Related: Apple OS X Yosemite review
However, the key difference between this feature in OS X Yosemite, and its Windows 8 counterpart, is this: Apple took a good idea and actually made it work. Cook and his team stripped out the parts that don’t work in Windows, but kept the good stuff. Search for OS X Yosemite looks a lot better than it does in Windows 8.
The new version of Spotlight lets you to search through both your computer and the Internet for whatever your heart desires. It automatically generates search results, and provides preview versions of those results as well. It can even perform app-specific searches. For example, if you search for a particular app on your OS X computer using Spotlight, not only will it pull up that app, but it will also display the documents you most recently created and worked with when using that particular app. This makes document retrieval easier and also significantly diminishes the need to put shortcuts on your desktop. This paves the way for a much cleaner, and organized OS X user experience.
Apple has done what it’s best at: it took an existing concept and made it a lot better than it was before.
When you’re interacting with the Metro UI in Windows 8, if you simply start typing anything, the operating system’s Search Charm will automatically sift through your computer, and try to match whatever you typed in with stuff that’s on your PC. The search results will also include Web search suggestions, along with apps that match the terms you entered with items from the Windows app store.
Sounds cool, right? It also sounds a lot like the new version of Spotlight in OS X Yosemite, doesn’t it? Personally, we’ve gotten used to the Windows Modern UI (somewhat, anyway), and have learned to like and use the Search Charm in Windows 8 fairly often. However, its been saddled with a few major problems that have prevented it from gaining a huge fan base, starting with where it’s located in the OS.
First of all, the fact that this Search feature is built into the tiled/Metro UI in Windows 8, as opposed to being enabled throughout Windows, doesn’t help its, or Microsoft’s cause. Ever since Windows 8 first hit the market, the OS has been polarizing, at best. Adoption has inched upward, but still remains at levels that are way below Windows XP and Windows 7 numbers. Because the dual-UI nature of Windows 8 made it so difficult for many people to wrap their heads around how to use it, Windows 8 sales have suffered, and solid features, like the Search Charm, never got the attention or praise they deserved.

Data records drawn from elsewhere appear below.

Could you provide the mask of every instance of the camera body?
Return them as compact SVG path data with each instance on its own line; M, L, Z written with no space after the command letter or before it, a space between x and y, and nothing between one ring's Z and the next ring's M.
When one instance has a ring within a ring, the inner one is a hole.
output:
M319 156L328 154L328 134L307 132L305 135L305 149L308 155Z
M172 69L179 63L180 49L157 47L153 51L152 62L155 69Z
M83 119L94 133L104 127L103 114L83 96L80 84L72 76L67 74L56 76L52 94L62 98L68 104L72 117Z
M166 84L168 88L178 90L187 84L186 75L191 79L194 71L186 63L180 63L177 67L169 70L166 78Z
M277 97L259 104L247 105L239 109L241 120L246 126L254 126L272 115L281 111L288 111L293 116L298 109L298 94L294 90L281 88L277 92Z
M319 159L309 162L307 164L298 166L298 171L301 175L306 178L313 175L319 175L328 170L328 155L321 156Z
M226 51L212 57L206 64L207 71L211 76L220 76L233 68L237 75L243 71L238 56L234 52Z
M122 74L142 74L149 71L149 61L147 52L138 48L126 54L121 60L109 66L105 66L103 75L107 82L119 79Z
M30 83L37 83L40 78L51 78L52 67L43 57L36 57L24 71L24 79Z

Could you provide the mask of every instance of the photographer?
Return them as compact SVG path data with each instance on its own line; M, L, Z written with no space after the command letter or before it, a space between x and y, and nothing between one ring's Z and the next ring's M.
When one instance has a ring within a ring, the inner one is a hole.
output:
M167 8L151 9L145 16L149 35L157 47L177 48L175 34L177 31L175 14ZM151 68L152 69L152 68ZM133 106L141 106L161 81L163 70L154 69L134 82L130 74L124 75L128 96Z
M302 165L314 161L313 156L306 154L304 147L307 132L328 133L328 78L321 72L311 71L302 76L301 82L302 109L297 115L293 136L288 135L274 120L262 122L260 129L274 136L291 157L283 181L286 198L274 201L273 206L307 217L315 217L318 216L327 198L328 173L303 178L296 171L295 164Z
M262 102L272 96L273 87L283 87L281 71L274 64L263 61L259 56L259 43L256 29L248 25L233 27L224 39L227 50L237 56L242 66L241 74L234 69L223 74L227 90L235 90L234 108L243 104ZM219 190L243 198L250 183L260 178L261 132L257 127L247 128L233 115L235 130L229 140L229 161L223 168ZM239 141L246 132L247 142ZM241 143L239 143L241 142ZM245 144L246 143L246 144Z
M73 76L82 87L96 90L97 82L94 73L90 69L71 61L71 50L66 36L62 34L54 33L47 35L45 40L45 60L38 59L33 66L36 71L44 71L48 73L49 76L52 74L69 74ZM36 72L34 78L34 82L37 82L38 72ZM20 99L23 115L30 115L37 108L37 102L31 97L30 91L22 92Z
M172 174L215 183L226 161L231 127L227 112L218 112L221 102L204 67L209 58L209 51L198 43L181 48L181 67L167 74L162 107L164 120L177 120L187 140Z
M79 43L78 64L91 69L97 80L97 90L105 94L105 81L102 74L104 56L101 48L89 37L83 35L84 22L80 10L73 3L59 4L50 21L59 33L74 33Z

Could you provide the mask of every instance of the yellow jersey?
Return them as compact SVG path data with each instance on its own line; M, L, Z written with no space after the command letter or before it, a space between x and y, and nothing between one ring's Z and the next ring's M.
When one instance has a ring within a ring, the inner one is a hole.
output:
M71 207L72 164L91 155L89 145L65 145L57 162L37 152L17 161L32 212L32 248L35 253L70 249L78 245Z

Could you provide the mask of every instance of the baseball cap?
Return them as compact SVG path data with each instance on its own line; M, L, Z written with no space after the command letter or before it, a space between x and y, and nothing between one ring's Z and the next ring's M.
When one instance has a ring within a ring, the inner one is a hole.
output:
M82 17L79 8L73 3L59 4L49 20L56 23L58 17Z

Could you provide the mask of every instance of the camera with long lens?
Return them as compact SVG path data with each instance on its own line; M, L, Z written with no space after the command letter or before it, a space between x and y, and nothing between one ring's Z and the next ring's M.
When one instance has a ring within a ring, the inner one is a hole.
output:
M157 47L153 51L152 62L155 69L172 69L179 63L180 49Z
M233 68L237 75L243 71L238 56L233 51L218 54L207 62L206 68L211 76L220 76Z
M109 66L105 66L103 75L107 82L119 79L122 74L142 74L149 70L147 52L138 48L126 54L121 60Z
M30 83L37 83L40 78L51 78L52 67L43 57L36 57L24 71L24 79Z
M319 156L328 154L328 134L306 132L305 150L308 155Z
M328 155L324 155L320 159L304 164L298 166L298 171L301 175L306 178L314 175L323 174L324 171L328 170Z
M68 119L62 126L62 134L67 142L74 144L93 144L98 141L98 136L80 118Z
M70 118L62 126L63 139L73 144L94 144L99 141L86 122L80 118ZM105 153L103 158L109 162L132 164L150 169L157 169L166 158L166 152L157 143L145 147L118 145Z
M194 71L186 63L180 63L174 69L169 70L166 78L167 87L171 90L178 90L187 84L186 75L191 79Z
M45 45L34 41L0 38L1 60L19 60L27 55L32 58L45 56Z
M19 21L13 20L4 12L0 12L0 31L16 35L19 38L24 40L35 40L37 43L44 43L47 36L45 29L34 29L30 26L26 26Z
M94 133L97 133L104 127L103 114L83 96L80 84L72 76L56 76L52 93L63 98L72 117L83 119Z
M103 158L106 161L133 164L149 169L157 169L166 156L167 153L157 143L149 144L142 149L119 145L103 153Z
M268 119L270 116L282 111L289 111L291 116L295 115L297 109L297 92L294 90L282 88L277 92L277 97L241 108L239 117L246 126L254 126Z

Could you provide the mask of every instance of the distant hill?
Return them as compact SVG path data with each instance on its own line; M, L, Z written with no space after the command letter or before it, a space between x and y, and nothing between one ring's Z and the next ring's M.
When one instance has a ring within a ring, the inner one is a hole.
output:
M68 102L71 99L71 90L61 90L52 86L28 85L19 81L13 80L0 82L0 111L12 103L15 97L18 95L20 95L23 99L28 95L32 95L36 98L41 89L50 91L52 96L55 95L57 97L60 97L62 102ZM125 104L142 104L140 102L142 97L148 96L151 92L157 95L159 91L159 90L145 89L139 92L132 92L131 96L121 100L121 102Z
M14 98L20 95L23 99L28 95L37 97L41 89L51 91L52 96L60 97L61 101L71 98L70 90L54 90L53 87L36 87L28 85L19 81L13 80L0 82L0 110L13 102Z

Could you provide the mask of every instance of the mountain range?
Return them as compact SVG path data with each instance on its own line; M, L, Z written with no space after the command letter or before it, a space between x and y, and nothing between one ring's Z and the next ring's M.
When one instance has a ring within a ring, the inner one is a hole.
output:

Apple one-ups Microsoft in this respect by taking the bare-bones aspects of their Search Charm, and built it into the basic OS X Yosemite desktop experience. As demoed by Apple during the WWDC keynote, instead of forcing users to navigate to a completely different interface that’s far removed from anything that anyone has ever seen in OS X, as was the case when Windows 8 landed, Apple baked this into OS X Yosemite by allowing users to use the new version of Spotlight simply by typing when they’re on the desktop. When you begin to type, Spotlight in OS X Yosemite will pop up immediately as a search bar, and generate search results in real time.
Though the Windows 8 Search Charm is very similar, Microsoft essentially buried the feature by only putting it on half of the OS. Why? Microsoft tried forcing users to interact with aspects of the Metro UI to use the Search Charm, refusing to enable the feature on the classic Desktop UI as well. By simply placing the search bar (which is mainly what the Search Charm consists of anyway, as is the case in the new version of Spotlight) in the middle of the desktop UI and integrating it into that classic and familiar experience, it could’ve significantly streamlined Windows 8, thereby increasing its usability, and perhaps gained a few more fans. For whatever reason, that never came to fruition.
In short, Apple has done what it’s best at: it took an existing concept and made it a lot better than it was before.
This is a pattern that’s a big part of Apple’s history ever since the company sky-rocketed to brand new heights in the 2000s. Think about the development of the iPhone, iPad, and MacBook. Cell phones, tablets, and laptops existed for years before Apple debuted any of those devices. Apple’s approach is what made the difference. It took those device categories, and polished them. Then, polished them some more, and some more. Apple refined those product categories until they turned into top-tier products.
That seems to be exactly what has happened in the case of the new version of Spotlight in OS X Yosemite. Once again, Apple took a good idea that was conjured up by someone else, and refined it, resulting in a significantly improved variation on an existing theme. This leaves us wondering whether the story of Windows 8 would’ve been different had Microsoft integrated the Search Charm more seamlessly with the tried and true desktop, instead of pushing people towards the widely disliked Modern UI.